In the year 2000 about 70% of oil in the US was used for cars, heavy trucks, raw materials for plastics/chemicals and for passenger airlines. So if we are using 20 million barrels a day as of 2010, about 14/15 million goes to those.
The argument from some worried about peak oil is that civilization will more or less fall apart as peak oil hits. However, in those 4 areas it seems there is a lot of ‘waste’, or at the very least inefficiency.
As for personal transportation, what is to stop more public transit, car pooling, alternative fuels (hydrogen, compressed air, ethanol/biodiesel, PHEVs) to use less oil? If you have 4 people living in the suburbs and they all take a 50 mile round trip to work in cars that each get 25mpg, then you have them carpool in one car that gets 60mpg (tack on an extra 10 miles a day to pick up and drop everyone off) you’ve reduce the oil transportation to get to/from work from 8 gallons/day to 1 gallon a day w/o really affecting lifestyle.
Don’t 80% of people in the US live in or near large metro areas with public transit, or where things like scooters and car pools can be used by some? Advances in public transit, alternative fuels, scooters and car pools seem like they could compensate. They wouldn’t be as convenient, but its not like the system would fall apart.

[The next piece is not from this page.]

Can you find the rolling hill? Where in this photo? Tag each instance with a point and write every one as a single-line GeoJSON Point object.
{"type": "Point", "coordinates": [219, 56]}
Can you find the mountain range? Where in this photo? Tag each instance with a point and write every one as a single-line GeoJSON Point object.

Barges can transmit a ton of cargo for something like 1/9 the oil of a truck. Rail uses 1/4.
http://www.tulsaweb.com/PORT/facts.htm
The mississippi, missouri, ohio & colorado river as well as the ocean can be used to ship barges. So what is to stop us from using barges and rail as much as possible instead of trucks?
Can’t coal be used as a raw material for plastics and chemicals rather than oil? We aren’t running out of coal anytime soon.
As far as air travel, how much of that is business or recreation? Couldn’t video conferencing replace that? Or possibly rail? High speed rail will take until the 2020s to really be developed and even then it won’t be nationwide, it’ll just be hubs (San Francisco to LA or Chicago to St. Louis, that kind of thing). I don’t think there will be a high speed rail system from LA to NYC anytime soon.
Anyway, it seems like in those 4 areas that account for 70% of our oil usage (personal cars, shipping trucks, raw materials and passenger air) that there is a lot of room for higher efficiency (car pools, public transit, scooters), bypassing those uses (using barges and rail instead of semis, using coal instead of oil for manufacturing) and alternative fuels (hydrogen, compressed air, natural gas, plug in hybrids, ethanol, etc).
I get the impression domestic life under peak oil might be more like WW2 (which had a variety of natural resources) than Mad Max. It’ll be inconvenient and unpleasant, but not really terrible.